What will be the net result? Senior figures in the EU are disgruntled at having to reward the Greek-Cypriot nay-sayers with the benefits of membership while keeping the more co-operative Turkish-Cypriots at bay. Everybody - even including the Greeks and Greek-Cypriots, in theory - now accepts the need to share the benefits of EU membership with the Turkish-Cypriots. EU ambassadors agreed on April 28th to take urgent measures to end the economic isolation of northern Cyprus. It was decided that northern Cypriot goods could pass freely across the partition line - without the need to prove, as is now the case, that they are of purely local origin. Many EU members would like to open direct air links with northern Cyprus.

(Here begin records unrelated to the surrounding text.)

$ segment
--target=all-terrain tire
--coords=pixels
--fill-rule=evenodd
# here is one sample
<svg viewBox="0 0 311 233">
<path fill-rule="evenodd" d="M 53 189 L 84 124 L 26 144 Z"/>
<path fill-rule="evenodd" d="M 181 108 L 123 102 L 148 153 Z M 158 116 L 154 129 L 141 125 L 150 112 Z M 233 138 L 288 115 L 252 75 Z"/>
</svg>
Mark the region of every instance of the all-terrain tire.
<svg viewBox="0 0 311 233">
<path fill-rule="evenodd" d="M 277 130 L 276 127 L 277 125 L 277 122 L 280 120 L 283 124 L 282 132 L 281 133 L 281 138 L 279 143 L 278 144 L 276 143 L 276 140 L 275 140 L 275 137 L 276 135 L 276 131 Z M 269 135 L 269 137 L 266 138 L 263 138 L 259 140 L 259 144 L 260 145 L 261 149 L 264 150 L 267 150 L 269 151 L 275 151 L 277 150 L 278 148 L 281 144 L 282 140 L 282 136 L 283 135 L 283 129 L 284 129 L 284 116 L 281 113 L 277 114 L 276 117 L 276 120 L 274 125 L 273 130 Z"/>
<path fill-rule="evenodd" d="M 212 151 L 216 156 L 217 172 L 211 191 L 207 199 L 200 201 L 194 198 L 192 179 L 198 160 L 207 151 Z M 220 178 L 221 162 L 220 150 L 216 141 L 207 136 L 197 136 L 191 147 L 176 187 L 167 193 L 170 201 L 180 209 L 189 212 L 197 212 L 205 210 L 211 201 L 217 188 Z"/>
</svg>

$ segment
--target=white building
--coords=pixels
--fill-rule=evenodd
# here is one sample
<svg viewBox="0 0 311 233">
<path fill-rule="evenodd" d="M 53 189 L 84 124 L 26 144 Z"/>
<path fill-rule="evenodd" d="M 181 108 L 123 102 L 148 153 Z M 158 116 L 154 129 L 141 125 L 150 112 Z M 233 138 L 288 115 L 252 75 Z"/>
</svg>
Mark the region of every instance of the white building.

At the UN bureau in Nicosia, officials fed fistfuls of documents into the shredder as their “good offices” mission prepared to close. They voiced both disappointment and anger. Mr de Soto's team of experts had painstakingly put together a 9,000-page peace plan which would have enabled a reunified Cyprus to join the EU.

Is there any hope at all that efforts to reunite the island could restart? For many observers, the key lies with Demetris Christofias, leader of the Greek-Cypriot communist party - Akel - which governs in coalition with Mr Papadopoulos. Akel has historically taken a moderate line on the island's future, and Turkish doves were dismayed by its refusal to endorse the plan. While party leaders were willing to do so, many of its supporters were swayed by the emotional rhetoric of Mr Papadopoulos. Something similar happened in the island's centre-right camp, where the leader of the DISY party, Nicos Anastasiades, took a courageous “yes” stance but was clearly ignored by many of his supporters.

So will Greek-Cypriots want to reverse their decision by holding another referendum? It's up to them, say UN officials. But the prospects are by no means bright. Mr Christofias would have to lead the way - and he shows little inclination for a bust-up with Mr Papadopoulos, who has been generous with the spoils of power. Having played the nationalist card successfully, Mr Papadopoulos is riding high at home even as he is shunned abroad.

The massive Greek-Cypriot 'no' to the Annan Plan leaves confusion on the island and headaches for Europe.